In The Deepest Well, Nadine Burke Harris revisits ACEs (Adverse Childhood Experiences), a framework used to measure early exposure to trauma such as abuse, neglect, household dysfunction, and exposure to violence. ACEs research has shown that these experiences are strongly linked to long-term mental and physical health outcomes. “In the United States, the culture puts a lot of stock in personal responsibility. The lifestyle choices you made do have a huge impact on your health; so-called bad behavior does result in increased risks” (Burke Harris, 2018, pp. 41). Connecting ACE scores to physical health is the duty of mental health practitioners to understand how what happens impacts not only mental health, but also physical health. It requires moving beyond traditional narratives presented in society, textbooks, or research and prioritizing the validity of lived experiences.
Recalibrating mental health in the United States is not about asking individuals to do more or try harder. It is about confronting the systems that shape who is believed, who is diagnosed, and who receives care. It requires us to ask, “What happened to you?” instead of defaulting to, “What is wrong with you?”

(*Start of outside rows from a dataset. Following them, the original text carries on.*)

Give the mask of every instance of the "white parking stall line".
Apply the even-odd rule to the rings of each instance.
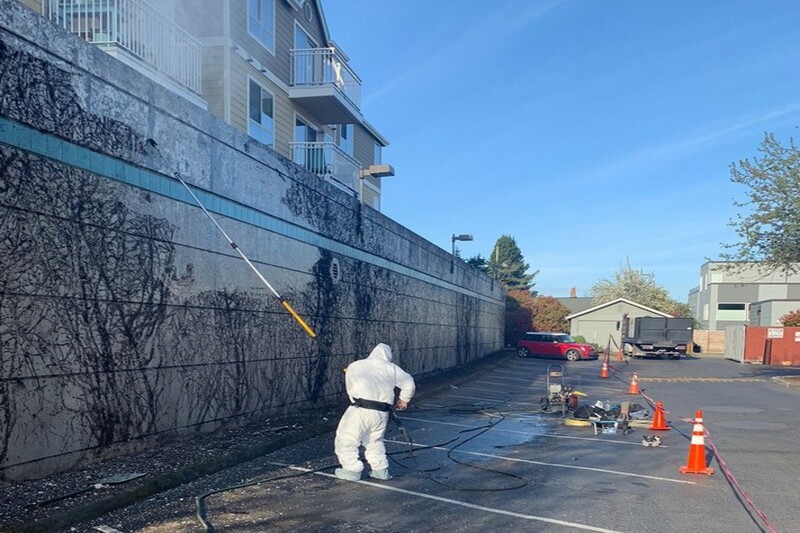
[[[491,389],[482,389],[480,387],[470,387],[469,385],[459,385],[458,387],[460,390],[477,390],[481,392],[489,392],[491,394],[501,394],[506,398],[509,396],[509,393],[506,391],[498,391],[498,390],[491,390]]]
[[[494,385],[495,387],[505,387],[505,388],[516,387],[518,389],[528,389],[533,384],[532,381],[526,381],[525,385],[522,385],[522,384],[517,385],[516,383],[496,383],[494,381],[482,381],[482,380],[479,380],[479,379],[473,381],[472,383],[480,383],[482,385]],[[459,385],[459,387],[463,387],[463,386],[464,385]]]
[[[404,444],[408,445],[409,443],[405,441],[399,440],[386,440],[385,442],[391,442],[392,444]],[[455,448],[446,448],[444,446],[429,446],[425,444],[420,444],[415,442],[411,444],[411,446],[419,447],[419,448],[427,448],[429,450],[440,450],[445,452],[453,452],[453,453],[461,453],[465,455],[475,455],[478,457],[489,457],[491,459],[500,459],[503,461],[511,461],[514,463],[526,463],[531,465],[540,465],[540,466],[552,466],[555,468],[571,468],[573,470],[588,470],[590,472],[600,472],[603,474],[612,474],[615,476],[627,476],[627,477],[638,477],[643,479],[652,479],[654,481],[667,481],[670,483],[682,483],[685,485],[696,485],[694,481],[686,481],[684,479],[675,479],[675,478],[668,478],[668,477],[661,477],[661,476],[648,476],[646,474],[635,474],[633,472],[622,472],[621,470],[608,470],[605,468],[594,468],[591,466],[578,466],[578,465],[565,465],[563,463],[545,463],[543,461],[533,461],[531,459],[520,459],[519,457],[506,457],[504,455],[494,455],[491,453],[481,453],[481,452],[468,452],[465,450],[458,450]]]
[[[286,466],[290,470],[297,470],[297,471],[300,471],[300,472],[311,472],[311,469],[303,468],[303,467],[299,467],[299,466],[293,466],[293,465],[280,465],[280,466]],[[314,473],[314,475],[317,475],[317,476],[323,476],[323,477],[329,477],[329,478],[338,479],[335,475],[328,474],[327,472],[313,472],[313,473]],[[578,522],[568,522],[566,520],[559,520],[557,518],[547,518],[545,516],[536,516],[536,515],[529,515],[529,514],[524,514],[524,513],[515,513],[513,511],[506,511],[505,509],[497,509],[495,507],[486,507],[485,505],[476,505],[474,503],[469,503],[469,502],[465,502],[465,501],[461,501],[461,500],[454,500],[452,498],[444,498],[442,496],[434,496],[432,494],[425,494],[425,493],[417,492],[417,491],[413,491],[413,490],[401,489],[399,487],[393,487],[391,485],[385,485],[385,484],[382,484],[382,483],[373,483],[371,481],[365,481],[365,480],[348,481],[347,483],[360,483],[362,485],[368,485],[370,487],[377,488],[377,489],[389,490],[389,491],[392,491],[392,492],[398,492],[400,494],[407,494],[409,496],[415,496],[417,498],[425,498],[427,500],[435,500],[435,501],[439,501],[439,502],[443,502],[443,503],[449,503],[449,504],[452,504],[452,505],[458,505],[458,506],[461,506],[461,507],[467,507],[467,508],[470,508],[470,509],[475,509],[476,511],[485,511],[487,513],[494,513],[494,514],[499,514],[499,515],[504,515],[504,516],[511,516],[511,517],[514,517],[514,518],[521,518],[523,520],[532,520],[532,521],[536,521],[536,522],[546,522],[548,524],[556,524],[556,525],[560,525],[560,526],[573,527],[575,529],[582,529],[584,531],[598,531],[600,533],[621,533],[621,532],[616,531],[614,529],[605,529],[605,528],[602,528],[602,527],[590,526],[588,524],[580,524]]]
[[[470,429],[478,429],[482,426],[474,426],[471,424],[458,424],[455,422],[441,422],[438,420],[431,420],[429,418],[414,418],[412,416],[401,416],[399,417],[402,420],[410,420],[412,422],[424,422],[428,424],[438,424],[440,426],[454,426],[460,428],[470,428]],[[574,435],[559,435],[557,433],[533,433],[531,431],[519,431],[515,429],[503,429],[497,426],[492,428],[492,431],[502,431],[504,433],[512,433],[515,435],[528,435],[528,436],[536,436],[536,437],[548,437],[553,439],[573,439],[573,440],[588,440],[593,442],[602,442],[604,444],[625,444],[629,446],[641,446],[640,442],[629,442],[625,440],[616,440],[616,439],[605,439],[605,438],[598,438],[598,437],[576,437]],[[666,446],[662,446],[662,448],[666,448]]]
[[[463,396],[461,394],[447,394],[448,397],[451,398],[464,398],[465,400],[477,400],[479,402],[497,402],[497,403],[505,403],[507,398],[480,398],[478,396]]]

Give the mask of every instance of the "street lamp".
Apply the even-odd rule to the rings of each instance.
[[[453,233],[453,253],[450,256],[450,273],[456,271],[456,241],[471,241],[472,235],[468,233],[462,233],[461,235],[456,235]]]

For me, recalibration began the moment I deleted an article that was easier to write than the truth. It deepened as I began to see, through my child’s experiences, how systems respond differently depending on biases based on identity markers. The real work is harder. It requires listening, unlearning, and choosing to believe experiences that challenge our assumptions, and we begin to see beyond our own experiences.
This is not about individual resilience or self-pruning. It is about systemic responsibility. The place I can commit to start is within me. Starting with ourselves, making shifts in our thinking creates shifts in systems, and stop asking individuals to adjust to broken systems. When individuals shift, systems begin to change.
Recalibration begins when we stop asking people to survive broken systems and start rebuilding systems that allow them to thrive.

References
Ahmed, S., & Amer, M. M. (2012). Counseling Muslims: Handbook of mental health issues and interventions. Routledge.
Cohen, J., & Smith Richards, J. (2022, September 14). State investigation reveals racial disparities in student discipline and police involvement. ProPublica. https://www.propublica.org/article/state-investigation-reveals-racial-disparities-in-student-discipline-and-police-involvement
Congressional Black Caucus. (2024, November 27). Black foster youth matter and so do their Black families: A resource guide to improving outcomes for Black youth in foster care. Congressional Black Caucus Foundation. https://www.cbcfinc.org/capstones/child-welfare/black-foster-youth-matter-and-so-do-their-black-families-a-resource-guide-to-improving-outcome-for-black-youth-in-foster-care/#_edn5
Hall JE, Boulware LE. Combating Racism Through Research, Training, Practice, and Public Health Policies. Prev Chronic Dis 2023;20:230167. DOI: https://doi.org/10.5888/pcd20.230167.
Harris, N. B. (2018). The deepest well: Healing the long-term effects of childhood adversity. Houghton Mifflin Harcourt.
Menakem, R. (2017). My grandmother’s hands: Racialized trauma and the pathway to mending our hearts and bodies. Central Recovery Press.